Do you ever wonder if your horse’s feed is affecting his behavior? The way we feed our horses and the ingredients in feeds can contribute to behavioral changes, but with knowledge of how feed can affect behavior and diligence in the way we feed our horses, we can prevent behavioral upsets.
Grain Load in the Diet
Large amounts of grain feeding are associated with increased gut acidity and higher frequency of stereotypic behavior is observed when horses are fed high grain diets (typically a 3:1 grain/forage diet) as compared to an all-forage diet. Studies have shown that horses on high grain diets show a decreased incidence of aberrant behavior when a hind-gut buffer, which neutralizes some of the acids in the cecum and colon, is added to the diet. Some researchers believe that high grain diets cause low-level pain due to the acidity in the gut, which serves as a stimulus for stereotypic behavior.
Starches in the Diet
Much has been said about starches in the equine diet and many feeds now offer low-starch alternatives. Certain horses are more reactive to high levels of starch in the diet, which in turn can alter their behavior. Changing this behavior may be as simple as adding in other non-starch ingredients to the diet. Looking at the diet from a physiological standpoint, grain meal feeding is directly linked to an increase in serotonin, a brain neurotransmitter which modulates mood activity and alertness. High serotonin levels observed after eating meals high in starch has been implicated as the reason for sugar ‘highs’ in hyperactive children, and it is reasonable to assume that a similar response is seen in some horses following a grain meal. While many other factors, such as sex, genetics, breed, and environment, can affect behavior, reducing starch in the equine diet appears to play a role in improving mental stability.
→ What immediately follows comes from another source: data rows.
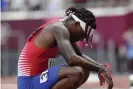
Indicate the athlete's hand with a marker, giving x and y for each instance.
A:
(104, 76)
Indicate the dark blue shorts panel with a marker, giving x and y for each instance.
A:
(42, 81)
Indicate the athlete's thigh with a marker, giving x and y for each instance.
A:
(68, 71)
(48, 78)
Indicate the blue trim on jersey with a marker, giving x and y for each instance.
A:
(33, 82)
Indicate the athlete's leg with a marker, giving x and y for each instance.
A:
(71, 77)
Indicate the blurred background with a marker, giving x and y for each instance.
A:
(112, 43)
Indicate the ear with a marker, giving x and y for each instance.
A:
(77, 23)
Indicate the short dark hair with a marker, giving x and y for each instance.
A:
(83, 14)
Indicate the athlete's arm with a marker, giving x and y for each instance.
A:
(78, 52)
(62, 37)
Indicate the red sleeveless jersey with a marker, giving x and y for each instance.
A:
(34, 60)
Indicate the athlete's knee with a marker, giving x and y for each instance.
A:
(85, 76)
(77, 75)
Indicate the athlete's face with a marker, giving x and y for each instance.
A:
(77, 31)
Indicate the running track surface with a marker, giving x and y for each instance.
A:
(120, 82)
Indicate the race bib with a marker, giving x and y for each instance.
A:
(44, 76)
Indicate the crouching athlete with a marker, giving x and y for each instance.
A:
(59, 36)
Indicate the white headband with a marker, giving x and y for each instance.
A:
(83, 25)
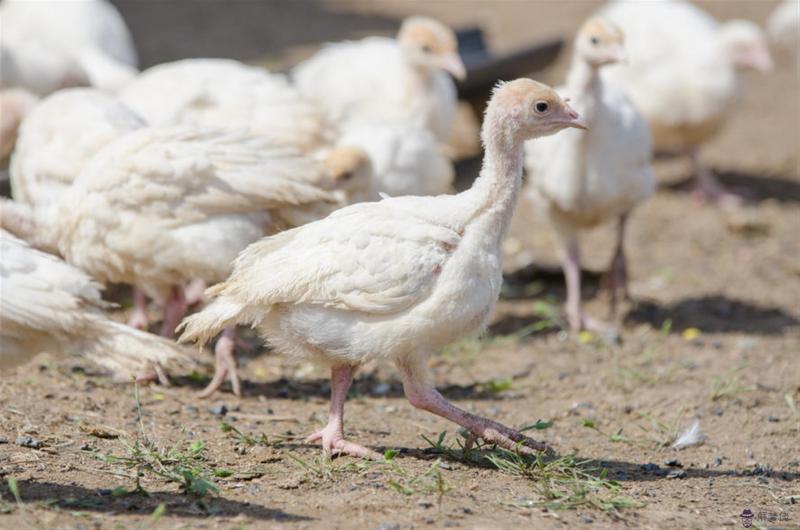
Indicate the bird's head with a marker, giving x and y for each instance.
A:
(431, 45)
(600, 42)
(524, 109)
(350, 170)
(745, 45)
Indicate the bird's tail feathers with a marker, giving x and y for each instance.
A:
(126, 351)
(203, 326)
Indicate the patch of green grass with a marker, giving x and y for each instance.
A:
(184, 463)
(397, 477)
(561, 483)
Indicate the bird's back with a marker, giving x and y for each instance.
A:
(226, 94)
(59, 136)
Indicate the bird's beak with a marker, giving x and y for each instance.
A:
(573, 119)
(452, 63)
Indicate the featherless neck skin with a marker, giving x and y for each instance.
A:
(496, 190)
(583, 77)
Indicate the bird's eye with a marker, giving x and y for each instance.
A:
(542, 107)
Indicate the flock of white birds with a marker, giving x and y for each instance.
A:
(318, 206)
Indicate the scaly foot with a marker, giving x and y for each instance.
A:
(225, 364)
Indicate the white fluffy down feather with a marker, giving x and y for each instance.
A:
(223, 93)
(164, 205)
(379, 79)
(49, 305)
(681, 67)
(51, 45)
(406, 159)
(59, 136)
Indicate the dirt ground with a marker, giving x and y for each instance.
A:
(712, 334)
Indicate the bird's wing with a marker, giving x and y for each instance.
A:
(369, 257)
(40, 291)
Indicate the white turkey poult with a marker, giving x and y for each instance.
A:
(162, 206)
(224, 93)
(49, 305)
(15, 104)
(681, 74)
(51, 45)
(581, 179)
(406, 159)
(380, 79)
(396, 279)
(59, 136)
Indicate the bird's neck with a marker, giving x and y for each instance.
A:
(494, 193)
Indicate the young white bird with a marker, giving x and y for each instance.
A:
(581, 179)
(681, 74)
(406, 159)
(15, 104)
(51, 45)
(49, 305)
(379, 79)
(396, 279)
(141, 206)
(59, 136)
(223, 93)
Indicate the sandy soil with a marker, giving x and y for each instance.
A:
(736, 279)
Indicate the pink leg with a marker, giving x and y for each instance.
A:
(195, 292)
(225, 364)
(425, 397)
(139, 318)
(174, 311)
(571, 264)
(708, 188)
(616, 278)
(332, 435)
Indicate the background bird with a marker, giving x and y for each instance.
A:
(51, 45)
(224, 93)
(397, 279)
(380, 79)
(406, 159)
(580, 179)
(59, 136)
(681, 74)
(51, 306)
(162, 206)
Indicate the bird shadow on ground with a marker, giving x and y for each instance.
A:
(619, 470)
(714, 314)
(70, 497)
(366, 385)
(754, 188)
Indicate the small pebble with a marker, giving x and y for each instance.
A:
(218, 410)
(650, 467)
(27, 441)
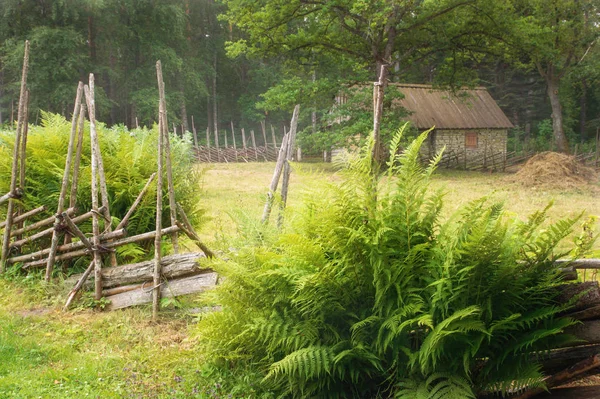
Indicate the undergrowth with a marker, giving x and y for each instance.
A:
(367, 293)
(129, 159)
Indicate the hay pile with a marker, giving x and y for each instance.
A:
(554, 170)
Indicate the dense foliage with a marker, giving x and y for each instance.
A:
(368, 293)
(245, 61)
(129, 159)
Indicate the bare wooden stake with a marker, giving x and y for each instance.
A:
(208, 143)
(78, 286)
(254, 145)
(275, 180)
(23, 159)
(234, 143)
(95, 222)
(195, 134)
(15, 160)
(104, 247)
(135, 204)
(273, 137)
(47, 232)
(188, 229)
(75, 231)
(65, 183)
(158, 237)
(287, 169)
(70, 247)
(26, 215)
(166, 148)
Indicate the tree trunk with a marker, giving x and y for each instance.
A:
(582, 111)
(553, 83)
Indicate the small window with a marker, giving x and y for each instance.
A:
(471, 140)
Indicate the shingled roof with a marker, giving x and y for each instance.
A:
(467, 109)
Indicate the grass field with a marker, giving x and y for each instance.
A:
(48, 354)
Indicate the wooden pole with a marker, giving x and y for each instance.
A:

Horse owners should evaluate feed ingredients for high sugar content. For example, a very high molasses content in sweet feed (10% or more) can also contribute to excitability because of its high sugar content, which can affect certain horses’ sensitivity to sudden increases in blood glucose following a meal of sweet feed. However, for the most part, molasses is not a big contributor to sugar in feeds. Molasses is mostly water and there are only about 35 actual grams of sugar in 10 pounds of feed containing 3% molasses.
‘Hot’ versus ‘Energy’
Many people owners interchange the terms ‘hot’ and ‘energy’, but this can be rather confusing at times since they have two different meanings. The term ‘energy’ should be used to describe caloric density of a ration, and the terms ‘hot’ or ‘hyper’ should refer to the mental or behavioral status of the horse. The mix up occurs because excess feeding of “energy” or calories will invariably result in a horse that is “hot” or “hyper,” and the source of energy may or may not be the important factor.
Preventing Behavioral Changes
In general, horses that are fed super high energy feeds and then kept in confinement are almost guaranteed to become less tractable and more nervous that a horse that has access to free exercise. One possible solution is to use concentrates that are in pelleted or extruded forms, where the ingredients have been ground, mixed together and then heated and formed into small nuggets. Heating actually alters the starch molecule, making it more digestible and easier for the horse to absorb. The nice thing about pelleted or extruded products is that little or no molasses has to be added to the mix, and the shelf life of the product is also longer, due to processing.